Back in August, I brought to your attention the immigration figure for the 12 months to the end of June 2015 of 636,000 people, including 132,000 returning Brits. These figures come from the International Passenger Survey and there have been requests to HMRC for detail on the National Insurance Numbers (NINo’s) issued over the same period.
HMRC have confirmed that they do have this information but say that it is covered by an exemption for information “held for the formulation or development of government policy”. They have declined to release the detail saying that “HMRC is satisfied that the public interest in maintaining the exception outweighs the public interest in disclosure”.

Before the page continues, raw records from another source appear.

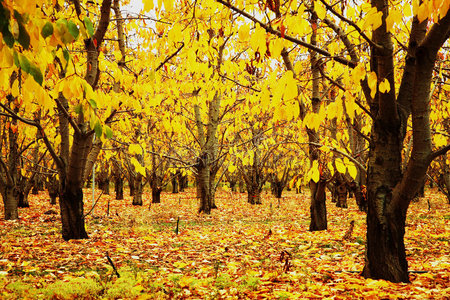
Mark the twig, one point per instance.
(170, 57)
(112, 264)
(93, 205)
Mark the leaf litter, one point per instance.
(239, 251)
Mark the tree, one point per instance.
(389, 190)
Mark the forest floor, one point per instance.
(240, 251)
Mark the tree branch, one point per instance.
(351, 23)
(439, 152)
(269, 29)
(13, 115)
(170, 57)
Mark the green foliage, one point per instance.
(250, 282)
(22, 36)
(20, 289)
(127, 286)
(284, 295)
(47, 30)
(73, 29)
(223, 281)
(89, 26)
(98, 129)
(74, 288)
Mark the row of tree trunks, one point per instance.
(9, 168)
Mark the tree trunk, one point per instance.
(278, 187)
(138, 190)
(254, 195)
(175, 189)
(203, 183)
(118, 187)
(233, 186)
(72, 216)
(385, 249)
(23, 199)
(318, 208)
(131, 185)
(103, 184)
(156, 195)
(10, 201)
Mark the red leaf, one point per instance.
(282, 30)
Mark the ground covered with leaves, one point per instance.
(239, 251)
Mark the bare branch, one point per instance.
(269, 29)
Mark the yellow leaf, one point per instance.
(340, 167)
(422, 12)
(135, 149)
(385, 87)
(358, 73)
(244, 32)
(315, 175)
(352, 171)
(148, 5)
(276, 46)
(320, 10)
(258, 40)
(330, 167)
(291, 90)
(231, 168)
(373, 19)
(372, 82)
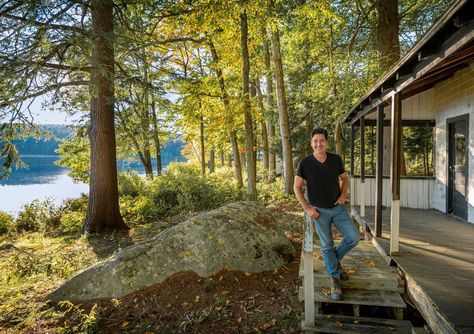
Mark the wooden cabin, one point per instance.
(425, 224)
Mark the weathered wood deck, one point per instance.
(372, 282)
(437, 259)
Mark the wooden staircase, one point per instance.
(372, 282)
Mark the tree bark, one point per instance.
(388, 45)
(156, 140)
(283, 114)
(212, 160)
(249, 141)
(387, 32)
(339, 140)
(233, 133)
(203, 151)
(103, 210)
(221, 156)
(270, 112)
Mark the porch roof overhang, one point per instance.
(444, 49)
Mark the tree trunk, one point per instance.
(221, 155)
(387, 32)
(203, 151)
(212, 160)
(233, 133)
(270, 112)
(283, 114)
(249, 141)
(388, 45)
(262, 124)
(156, 140)
(103, 209)
(338, 140)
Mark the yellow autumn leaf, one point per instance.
(266, 326)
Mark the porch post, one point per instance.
(362, 167)
(352, 187)
(379, 172)
(396, 137)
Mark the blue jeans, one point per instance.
(340, 218)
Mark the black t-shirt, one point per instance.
(322, 179)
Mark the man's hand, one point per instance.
(340, 200)
(312, 212)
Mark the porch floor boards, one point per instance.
(437, 251)
(372, 282)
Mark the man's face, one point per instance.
(319, 143)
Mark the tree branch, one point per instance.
(45, 90)
(46, 25)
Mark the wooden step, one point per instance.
(357, 325)
(359, 297)
(380, 272)
(393, 284)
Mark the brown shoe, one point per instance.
(342, 272)
(336, 291)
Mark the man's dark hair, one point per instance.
(319, 131)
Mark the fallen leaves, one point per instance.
(351, 271)
(187, 253)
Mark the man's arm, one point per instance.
(297, 185)
(344, 188)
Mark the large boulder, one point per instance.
(241, 236)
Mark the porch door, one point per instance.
(457, 170)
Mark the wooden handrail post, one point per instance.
(308, 273)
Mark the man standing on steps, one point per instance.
(327, 184)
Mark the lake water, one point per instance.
(43, 179)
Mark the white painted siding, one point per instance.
(414, 193)
(453, 97)
(420, 106)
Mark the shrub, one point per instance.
(131, 184)
(7, 226)
(268, 193)
(72, 214)
(182, 188)
(38, 216)
(140, 209)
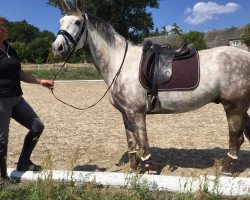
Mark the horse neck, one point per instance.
(107, 56)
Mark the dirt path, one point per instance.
(181, 144)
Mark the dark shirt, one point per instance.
(10, 73)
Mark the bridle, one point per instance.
(67, 36)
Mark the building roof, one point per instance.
(165, 40)
(217, 38)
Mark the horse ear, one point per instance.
(65, 6)
(79, 4)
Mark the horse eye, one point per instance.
(78, 22)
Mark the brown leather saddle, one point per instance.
(163, 69)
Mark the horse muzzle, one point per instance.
(61, 49)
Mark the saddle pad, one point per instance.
(185, 76)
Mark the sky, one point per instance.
(187, 14)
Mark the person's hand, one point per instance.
(46, 83)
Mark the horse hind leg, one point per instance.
(246, 126)
(236, 115)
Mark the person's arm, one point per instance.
(28, 78)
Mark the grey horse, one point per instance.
(224, 78)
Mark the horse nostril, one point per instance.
(60, 48)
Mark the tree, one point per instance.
(164, 30)
(175, 29)
(129, 18)
(31, 44)
(246, 36)
(21, 31)
(195, 39)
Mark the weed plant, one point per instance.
(48, 189)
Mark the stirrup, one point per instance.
(28, 166)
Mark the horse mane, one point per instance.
(104, 29)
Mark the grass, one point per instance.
(48, 189)
(64, 191)
(76, 72)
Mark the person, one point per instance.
(13, 105)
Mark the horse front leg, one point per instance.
(235, 120)
(135, 125)
(246, 128)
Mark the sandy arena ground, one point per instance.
(181, 144)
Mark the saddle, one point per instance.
(156, 69)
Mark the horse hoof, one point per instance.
(228, 166)
(134, 162)
(149, 167)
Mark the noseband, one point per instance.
(68, 37)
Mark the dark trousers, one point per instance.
(18, 109)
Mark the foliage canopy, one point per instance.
(129, 18)
(246, 36)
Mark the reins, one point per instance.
(115, 77)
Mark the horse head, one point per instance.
(73, 32)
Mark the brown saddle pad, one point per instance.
(185, 75)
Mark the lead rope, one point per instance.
(117, 74)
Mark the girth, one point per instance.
(156, 67)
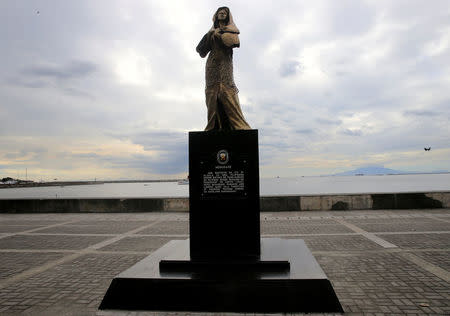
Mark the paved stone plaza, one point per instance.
(380, 262)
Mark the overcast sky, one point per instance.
(109, 89)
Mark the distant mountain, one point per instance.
(370, 170)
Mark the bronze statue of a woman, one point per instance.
(224, 110)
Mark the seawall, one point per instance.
(369, 201)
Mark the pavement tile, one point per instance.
(88, 229)
(389, 273)
(16, 262)
(138, 243)
(168, 227)
(419, 241)
(300, 227)
(49, 242)
(16, 228)
(438, 258)
(92, 273)
(368, 279)
(339, 243)
(405, 227)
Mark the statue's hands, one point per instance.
(218, 32)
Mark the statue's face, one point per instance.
(222, 15)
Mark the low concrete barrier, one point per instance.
(329, 202)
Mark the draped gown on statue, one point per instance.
(224, 110)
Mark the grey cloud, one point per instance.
(420, 113)
(352, 132)
(74, 69)
(305, 131)
(325, 121)
(172, 151)
(289, 68)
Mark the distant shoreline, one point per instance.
(68, 183)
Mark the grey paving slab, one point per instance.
(16, 262)
(300, 227)
(339, 243)
(49, 242)
(89, 229)
(16, 228)
(24, 222)
(420, 241)
(115, 223)
(168, 227)
(438, 258)
(393, 220)
(369, 278)
(138, 243)
(77, 285)
(385, 283)
(405, 227)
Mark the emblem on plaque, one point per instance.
(223, 157)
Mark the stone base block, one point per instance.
(303, 288)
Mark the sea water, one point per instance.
(268, 187)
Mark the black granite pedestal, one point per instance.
(302, 288)
(225, 266)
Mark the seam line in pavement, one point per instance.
(48, 265)
(439, 219)
(437, 271)
(36, 229)
(372, 237)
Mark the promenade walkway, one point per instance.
(380, 262)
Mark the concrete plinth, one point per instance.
(302, 288)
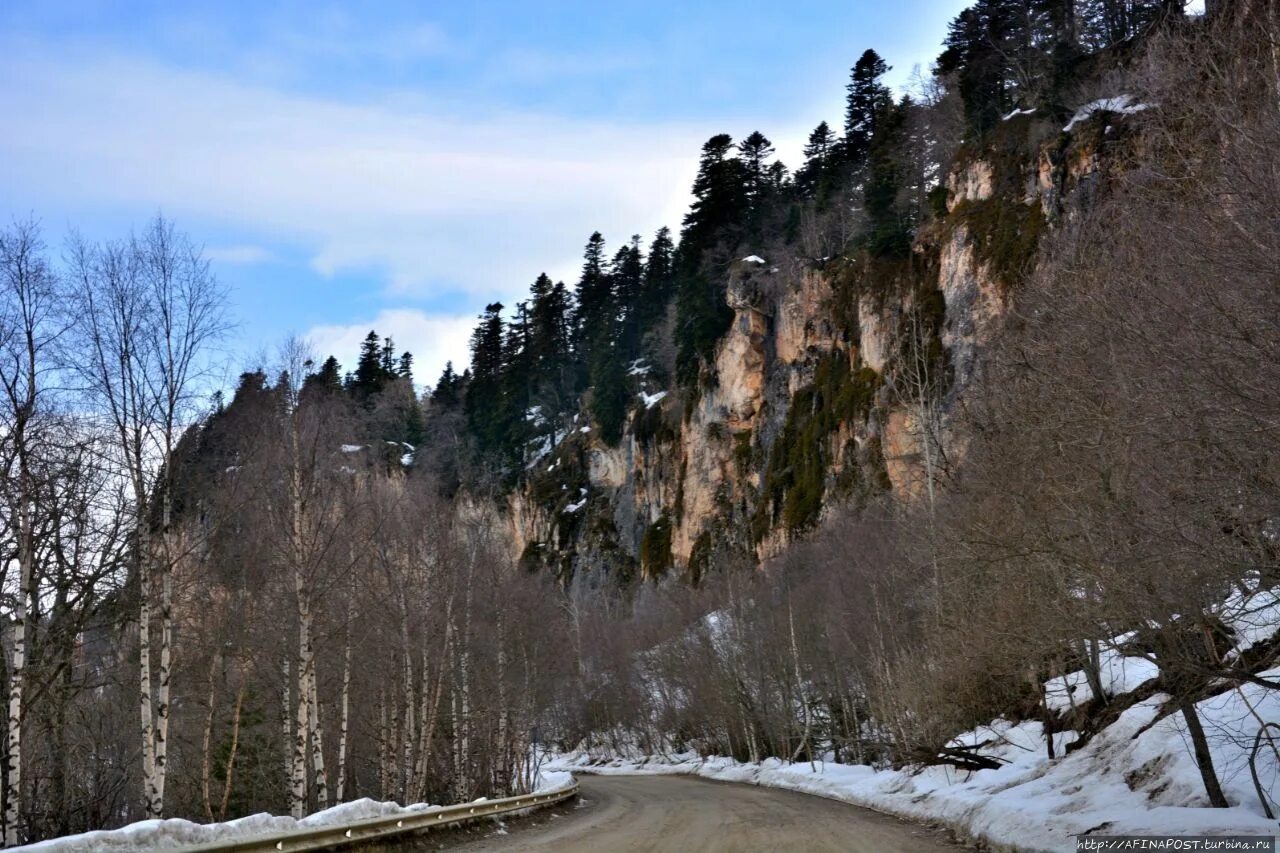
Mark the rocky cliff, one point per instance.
(835, 382)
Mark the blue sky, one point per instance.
(396, 165)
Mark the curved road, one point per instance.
(689, 813)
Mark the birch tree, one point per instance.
(150, 310)
(30, 329)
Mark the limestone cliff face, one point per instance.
(814, 392)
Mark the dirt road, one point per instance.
(685, 813)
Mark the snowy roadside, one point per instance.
(146, 836)
(1137, 776)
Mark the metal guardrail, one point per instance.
(375, 828)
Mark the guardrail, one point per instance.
(376, 828)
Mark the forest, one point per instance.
(300, 588)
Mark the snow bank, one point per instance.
(149, 836)
(1121, 104)
(1137, 776)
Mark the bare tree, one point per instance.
(150, 309)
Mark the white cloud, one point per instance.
(433, 340)
(426, 196)
(237, 254)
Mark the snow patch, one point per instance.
(652, 400)
(147, 836)
(1121, 104)
(1136, 778)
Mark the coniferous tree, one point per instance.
(328, 379)
(594, 293)
(720, 199)
(659, 282)
(867, 101)
(713, 219)
(755, 151)
(627, 276)
(448, 388)
(817, 178)
(609, 396)
(890, 217)
(517, 375)
(484, 404)
(369, 375)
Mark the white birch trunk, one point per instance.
(287, 724)
(343, 721)
(26, 566)
(321, 779)
(302, 721)
(163, 698)
(151, 796)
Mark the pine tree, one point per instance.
(818, 177)
(890, 220)
(448, 387)
(867, 101)
(488, 416)
(609, 392)
(328, 379)
(594, 293)
(370, 373)
(720, 199)
(659, 282)
(627, 274)
(755, 151)
(713, 220)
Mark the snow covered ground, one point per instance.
(147, 836)
(1137, 776)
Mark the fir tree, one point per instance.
(659, 282)
(594, 293)
(890, 222)
(713, 219)
(448, 388)
(485, 409)
(627, 274)
(609, 396)
(369, 375)
(818, 177)
(867, 101)
(328, 379)
(755, 151)
(720, 199)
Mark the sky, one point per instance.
(396, 165)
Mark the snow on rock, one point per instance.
(1137, 776)
(1121, 104)
(539, 450)
(652, 400)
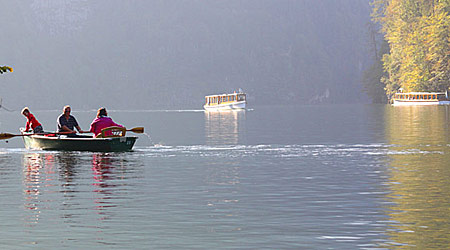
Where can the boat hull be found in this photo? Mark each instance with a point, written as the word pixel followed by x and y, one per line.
pixel 82 143
pixel 226 106
pixel 419 103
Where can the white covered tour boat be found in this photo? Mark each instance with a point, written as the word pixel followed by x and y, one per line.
pixel 225 101
pixel 421 98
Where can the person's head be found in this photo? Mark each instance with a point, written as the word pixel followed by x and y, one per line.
pixel 102 112
pixel 66 110
pixel 25 111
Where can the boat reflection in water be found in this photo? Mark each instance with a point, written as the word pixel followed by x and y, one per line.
pixel 33 175
pixel 419 183
pixel 47 176
pixel 224 127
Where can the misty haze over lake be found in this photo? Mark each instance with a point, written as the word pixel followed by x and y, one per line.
pixel 170 54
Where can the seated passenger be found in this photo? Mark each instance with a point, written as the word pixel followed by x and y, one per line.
pixel 68 123
pixel 102 121
pixel 32 122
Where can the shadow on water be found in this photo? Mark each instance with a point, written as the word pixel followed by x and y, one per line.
pixel 225 127
pixel 75 188
pixel 418 179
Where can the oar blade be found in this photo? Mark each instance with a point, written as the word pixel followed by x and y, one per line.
pixel 5 136
pixel 138 130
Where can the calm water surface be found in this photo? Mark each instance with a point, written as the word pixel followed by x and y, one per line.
pixel 305 177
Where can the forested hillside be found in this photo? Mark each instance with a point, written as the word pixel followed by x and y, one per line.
pixel 164 54
pixel 418 35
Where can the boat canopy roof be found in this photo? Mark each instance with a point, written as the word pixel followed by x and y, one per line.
pixel 225 94
pixel 421 93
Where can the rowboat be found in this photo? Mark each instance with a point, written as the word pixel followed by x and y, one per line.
pixel 78 143
pixel 225 101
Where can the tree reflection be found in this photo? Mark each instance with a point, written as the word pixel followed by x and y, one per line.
pixel 224 127
pixel 419 176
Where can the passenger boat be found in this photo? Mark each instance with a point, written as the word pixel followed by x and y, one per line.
pixel 420 98
pixel 225 101
pixel 78 143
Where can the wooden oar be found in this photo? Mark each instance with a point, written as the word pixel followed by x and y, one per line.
pixel 138 130
pixel 5 136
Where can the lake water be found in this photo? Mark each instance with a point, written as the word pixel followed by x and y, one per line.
pixel 304 177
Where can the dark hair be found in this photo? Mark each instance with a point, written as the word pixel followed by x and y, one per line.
pixel 101 112
pixel 25 110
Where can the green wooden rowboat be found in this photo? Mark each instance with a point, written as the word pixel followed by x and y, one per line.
pixel 79 143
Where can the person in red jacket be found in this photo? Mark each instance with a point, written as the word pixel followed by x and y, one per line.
pixel 32 122
pixel 102 121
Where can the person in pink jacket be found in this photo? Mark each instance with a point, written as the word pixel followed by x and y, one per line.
pixel 102 121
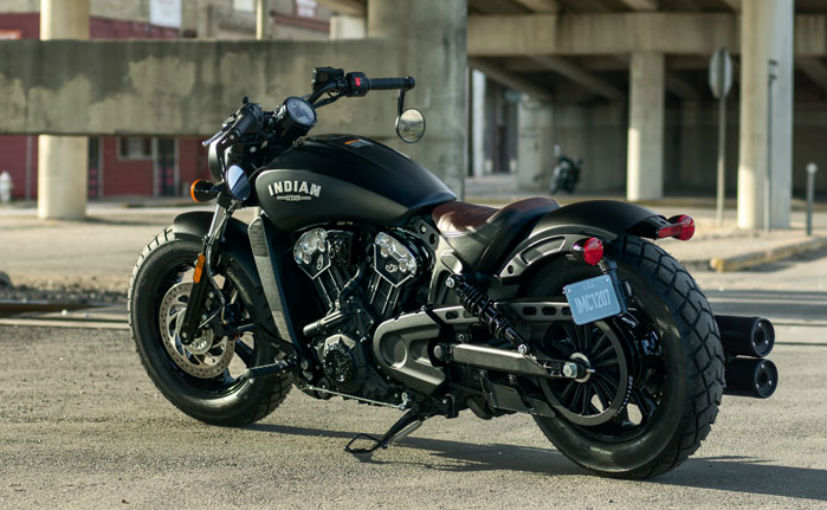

However we do have NINo figures from the department of Work and Pensions (DWP). These tell us that 917,000 NINo’s were issued to “adult overseas nationals” in the 12 months to June 2015. Some of these may have come here for less than 12 months and would therefore not classify as immigrants under the IPS. Returning Brits would already have NINO’s, so we might expect from the IPS numbers that there would be only 524,000 NINo’s issued to “adult overseas nationals”.
When you add in the children and non-working adults (parents?) coming with these “adult overseas nationals” it would seem that the actual immigration figure for the 12 months to June 2015 is probably about double the IPS figure used by David Cameron and regularly quoted in the press.
What a pity that our government does not trust us to know what the real figures are!